….Paul gently placed Franco in my arms, and I sat with him, rocking back and forth. Franco continued to cry. Quietly, Paul left the room, and I was alone with my son.
I looked down at him, at his tiny little face screwed up and wrinkled from crying. He was red and wailing. I said nothing. Instead, I rocked him and touched his face gently with my hand. I didn’t pat him or shush him or beg him to stop crying; I simply placed my hand on his cheek. Almost instantly, his tears slowed, the wailing stopped, and he calmed down. Like magic, I had been able to make my son calm down with only a touch. I looked at my hand, amazed and yet humbled by the power I had. I was struck by a realization: Here I am, a first-time mom, and this little tiny baby is in my arms crying. Putting my palm to his face instantly calmed him down. I was overwhelmed with the awe-inspiring amount of power I had. Why was I given that? What had I done to deserve it?
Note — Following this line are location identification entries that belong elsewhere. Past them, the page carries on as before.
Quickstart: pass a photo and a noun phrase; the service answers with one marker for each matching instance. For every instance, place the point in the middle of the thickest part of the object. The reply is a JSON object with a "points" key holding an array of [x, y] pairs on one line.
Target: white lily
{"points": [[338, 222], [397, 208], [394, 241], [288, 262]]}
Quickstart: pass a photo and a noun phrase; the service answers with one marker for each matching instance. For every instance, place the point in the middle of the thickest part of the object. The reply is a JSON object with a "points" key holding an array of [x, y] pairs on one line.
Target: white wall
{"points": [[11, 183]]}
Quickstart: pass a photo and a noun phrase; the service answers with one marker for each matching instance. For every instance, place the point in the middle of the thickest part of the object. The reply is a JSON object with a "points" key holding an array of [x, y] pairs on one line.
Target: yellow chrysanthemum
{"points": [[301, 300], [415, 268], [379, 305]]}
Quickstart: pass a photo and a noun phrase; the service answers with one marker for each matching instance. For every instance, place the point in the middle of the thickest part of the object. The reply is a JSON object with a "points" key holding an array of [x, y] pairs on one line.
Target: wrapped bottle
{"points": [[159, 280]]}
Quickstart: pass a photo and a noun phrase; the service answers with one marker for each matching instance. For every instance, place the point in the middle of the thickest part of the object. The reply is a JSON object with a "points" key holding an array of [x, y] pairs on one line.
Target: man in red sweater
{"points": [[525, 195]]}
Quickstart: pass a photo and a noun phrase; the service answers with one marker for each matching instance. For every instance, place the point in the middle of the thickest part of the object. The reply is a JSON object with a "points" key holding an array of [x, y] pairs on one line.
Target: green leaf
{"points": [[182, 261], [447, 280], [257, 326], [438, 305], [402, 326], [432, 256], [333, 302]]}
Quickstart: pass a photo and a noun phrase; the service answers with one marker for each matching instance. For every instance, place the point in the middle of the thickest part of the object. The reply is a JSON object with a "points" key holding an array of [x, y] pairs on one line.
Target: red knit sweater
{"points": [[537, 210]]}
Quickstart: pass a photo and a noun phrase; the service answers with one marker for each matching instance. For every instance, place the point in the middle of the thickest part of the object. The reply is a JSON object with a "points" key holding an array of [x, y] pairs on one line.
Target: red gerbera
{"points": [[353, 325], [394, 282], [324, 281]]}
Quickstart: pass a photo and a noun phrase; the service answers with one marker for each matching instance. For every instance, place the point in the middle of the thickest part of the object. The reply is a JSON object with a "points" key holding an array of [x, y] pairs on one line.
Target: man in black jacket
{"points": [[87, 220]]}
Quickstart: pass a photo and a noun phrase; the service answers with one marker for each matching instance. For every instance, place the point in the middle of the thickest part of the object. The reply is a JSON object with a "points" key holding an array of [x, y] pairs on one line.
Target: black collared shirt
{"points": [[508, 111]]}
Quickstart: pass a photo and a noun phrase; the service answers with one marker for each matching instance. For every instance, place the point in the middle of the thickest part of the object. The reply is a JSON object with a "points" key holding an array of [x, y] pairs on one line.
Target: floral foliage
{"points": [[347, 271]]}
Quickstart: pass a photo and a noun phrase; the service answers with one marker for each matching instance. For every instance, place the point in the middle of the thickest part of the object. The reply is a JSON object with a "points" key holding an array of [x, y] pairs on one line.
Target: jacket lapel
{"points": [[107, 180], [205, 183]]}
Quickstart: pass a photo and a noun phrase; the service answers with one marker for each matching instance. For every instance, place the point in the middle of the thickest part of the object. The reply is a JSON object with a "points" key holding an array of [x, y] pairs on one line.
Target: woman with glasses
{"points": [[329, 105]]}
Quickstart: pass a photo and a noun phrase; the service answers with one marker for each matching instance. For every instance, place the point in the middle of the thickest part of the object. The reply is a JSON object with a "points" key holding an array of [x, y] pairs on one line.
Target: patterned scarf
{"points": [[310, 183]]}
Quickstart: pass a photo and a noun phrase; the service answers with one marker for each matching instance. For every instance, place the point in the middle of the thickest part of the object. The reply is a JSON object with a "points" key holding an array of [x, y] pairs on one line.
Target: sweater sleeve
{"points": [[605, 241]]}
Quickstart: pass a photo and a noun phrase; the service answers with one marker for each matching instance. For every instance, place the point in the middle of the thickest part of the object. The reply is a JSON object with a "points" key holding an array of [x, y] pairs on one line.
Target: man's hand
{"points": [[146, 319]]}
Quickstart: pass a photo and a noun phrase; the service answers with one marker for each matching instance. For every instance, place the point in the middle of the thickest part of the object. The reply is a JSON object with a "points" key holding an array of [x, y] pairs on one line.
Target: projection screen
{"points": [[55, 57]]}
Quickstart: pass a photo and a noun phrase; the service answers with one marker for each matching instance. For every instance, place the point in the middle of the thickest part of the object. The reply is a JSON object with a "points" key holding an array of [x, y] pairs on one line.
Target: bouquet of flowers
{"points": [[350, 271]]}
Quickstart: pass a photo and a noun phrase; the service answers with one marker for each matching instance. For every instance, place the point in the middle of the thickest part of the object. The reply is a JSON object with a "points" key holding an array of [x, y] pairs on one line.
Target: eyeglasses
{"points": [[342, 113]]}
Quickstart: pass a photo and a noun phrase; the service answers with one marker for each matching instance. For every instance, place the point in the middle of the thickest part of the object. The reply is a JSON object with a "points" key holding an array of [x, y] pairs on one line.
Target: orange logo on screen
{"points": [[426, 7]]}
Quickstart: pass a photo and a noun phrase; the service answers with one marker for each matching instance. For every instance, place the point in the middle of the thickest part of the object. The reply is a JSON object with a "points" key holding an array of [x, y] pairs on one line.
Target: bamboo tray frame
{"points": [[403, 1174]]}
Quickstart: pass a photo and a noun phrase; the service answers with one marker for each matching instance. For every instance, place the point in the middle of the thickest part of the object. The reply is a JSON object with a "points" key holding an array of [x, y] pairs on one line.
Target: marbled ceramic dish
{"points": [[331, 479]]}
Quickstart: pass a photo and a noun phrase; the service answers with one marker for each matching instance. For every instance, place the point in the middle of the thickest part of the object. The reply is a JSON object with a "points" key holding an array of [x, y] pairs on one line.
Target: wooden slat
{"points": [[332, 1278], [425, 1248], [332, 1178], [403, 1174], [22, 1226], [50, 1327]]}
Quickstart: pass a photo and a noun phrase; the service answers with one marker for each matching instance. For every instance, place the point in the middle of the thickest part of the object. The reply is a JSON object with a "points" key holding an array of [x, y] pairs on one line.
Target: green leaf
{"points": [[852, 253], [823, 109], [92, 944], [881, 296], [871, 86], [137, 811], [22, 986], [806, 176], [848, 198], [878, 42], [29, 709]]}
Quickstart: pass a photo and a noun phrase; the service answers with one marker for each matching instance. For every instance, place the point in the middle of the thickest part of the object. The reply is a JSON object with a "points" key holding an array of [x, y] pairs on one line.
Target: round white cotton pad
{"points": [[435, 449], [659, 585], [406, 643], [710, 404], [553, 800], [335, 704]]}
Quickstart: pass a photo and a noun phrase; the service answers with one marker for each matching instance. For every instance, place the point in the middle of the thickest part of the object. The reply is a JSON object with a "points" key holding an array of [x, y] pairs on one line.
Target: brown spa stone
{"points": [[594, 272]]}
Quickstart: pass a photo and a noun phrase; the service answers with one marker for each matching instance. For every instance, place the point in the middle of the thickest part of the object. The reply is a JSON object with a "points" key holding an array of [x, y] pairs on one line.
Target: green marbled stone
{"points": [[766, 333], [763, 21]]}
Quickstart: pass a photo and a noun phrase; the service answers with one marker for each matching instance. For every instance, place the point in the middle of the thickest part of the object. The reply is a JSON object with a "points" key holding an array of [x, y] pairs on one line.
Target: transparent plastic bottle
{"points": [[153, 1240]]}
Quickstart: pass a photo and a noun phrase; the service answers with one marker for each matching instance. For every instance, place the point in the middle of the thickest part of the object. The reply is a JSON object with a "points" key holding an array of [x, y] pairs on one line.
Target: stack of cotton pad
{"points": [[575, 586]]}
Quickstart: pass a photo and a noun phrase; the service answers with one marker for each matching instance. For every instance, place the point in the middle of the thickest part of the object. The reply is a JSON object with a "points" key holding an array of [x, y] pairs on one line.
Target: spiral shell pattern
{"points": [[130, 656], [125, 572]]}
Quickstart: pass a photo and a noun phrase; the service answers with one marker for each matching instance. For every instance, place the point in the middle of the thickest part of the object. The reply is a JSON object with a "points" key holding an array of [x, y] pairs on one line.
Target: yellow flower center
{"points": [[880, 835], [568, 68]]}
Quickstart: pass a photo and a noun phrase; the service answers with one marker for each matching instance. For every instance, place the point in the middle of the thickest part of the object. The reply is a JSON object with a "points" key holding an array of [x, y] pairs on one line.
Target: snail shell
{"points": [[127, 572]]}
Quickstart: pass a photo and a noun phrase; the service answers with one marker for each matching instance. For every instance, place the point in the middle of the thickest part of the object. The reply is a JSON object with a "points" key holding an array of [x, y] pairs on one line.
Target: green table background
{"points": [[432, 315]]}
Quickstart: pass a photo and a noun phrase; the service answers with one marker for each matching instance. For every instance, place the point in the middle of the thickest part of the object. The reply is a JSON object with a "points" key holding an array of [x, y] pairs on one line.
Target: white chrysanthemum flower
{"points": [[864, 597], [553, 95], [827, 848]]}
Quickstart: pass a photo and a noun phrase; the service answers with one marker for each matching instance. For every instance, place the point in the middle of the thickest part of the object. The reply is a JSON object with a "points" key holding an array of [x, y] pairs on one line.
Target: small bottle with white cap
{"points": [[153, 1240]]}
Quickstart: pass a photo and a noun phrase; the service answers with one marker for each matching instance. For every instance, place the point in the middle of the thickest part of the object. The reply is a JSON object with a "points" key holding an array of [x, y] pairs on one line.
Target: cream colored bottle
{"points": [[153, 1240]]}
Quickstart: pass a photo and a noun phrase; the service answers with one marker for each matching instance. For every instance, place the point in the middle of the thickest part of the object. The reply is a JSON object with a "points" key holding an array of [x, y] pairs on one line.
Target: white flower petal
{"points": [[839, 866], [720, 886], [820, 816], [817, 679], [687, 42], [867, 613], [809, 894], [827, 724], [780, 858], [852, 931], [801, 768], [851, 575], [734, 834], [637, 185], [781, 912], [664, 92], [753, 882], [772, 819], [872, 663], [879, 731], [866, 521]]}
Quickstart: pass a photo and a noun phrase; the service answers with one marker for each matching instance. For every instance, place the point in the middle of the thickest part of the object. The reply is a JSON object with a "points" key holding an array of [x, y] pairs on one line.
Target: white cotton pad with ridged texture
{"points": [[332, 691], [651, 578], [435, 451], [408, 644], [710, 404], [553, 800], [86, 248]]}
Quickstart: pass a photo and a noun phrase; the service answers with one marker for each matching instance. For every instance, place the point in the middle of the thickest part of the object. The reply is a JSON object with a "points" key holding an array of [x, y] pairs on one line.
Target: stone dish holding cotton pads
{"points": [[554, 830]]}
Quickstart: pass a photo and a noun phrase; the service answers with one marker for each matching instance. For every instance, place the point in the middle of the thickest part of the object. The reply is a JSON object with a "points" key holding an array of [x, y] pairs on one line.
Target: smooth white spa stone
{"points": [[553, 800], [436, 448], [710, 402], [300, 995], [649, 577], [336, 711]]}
A second wave of emotion hit me right after the first. I was filled with gratitude—gratitude that, as a mother, I had that power to comfort my son, to transfer my love and protection to him with a touch. And then I felt a sense of responsibility like I had never known before. When I was pregnant, of course, I felt responsible for this little person growing inside me. He was completely dependent on me for everything, and I did my best to make sure that he’d be ready for everything that came his way once he arrived in this world. But, until that moment when I had calmed Franco with just a touch of my hand, I hadn’t realized that my responsibility was far greater than I’d ever imagined. I was a mother; I was responsible for raising my child to become who he was going to be. I was responsible for instilling in him confidence, generosity, grace, and independence. That was all up to me. I had never felt such responsibility before. I looked down at my son, now sleeping soundly in my arms, and I realized that by giving birth to this child, I was given a great power and a great responsibility.
I was determined not to waste either one.
"I realize that everything that has happened in my life—each success, failure, or diagnosis—brought me to where I am today. When you’re in the middle of something, it’s easy to think that you’ll never get through it, but if I have learned anything, it’s that you will get through it. Even more important than that, when you get through something, you grow and you learn and you become a stronger and better person because of it. Everything in my life has happened so that I could prepare for this, so that I could help and serve.
Some people read scripture and use those words to inspire themselves and others. Not that scripture hasn’t helped me at times, but sometimes I like my scripture disguised in a country song and a bottle of wine. Rodney Atkins has a song that’s always helped me. In it, he sings, “If you’re goin’ through hell, keep on going. Don’t slow down if you’re scared, don’t show it.” That’s always helped me to push through, move forward, and keep on going."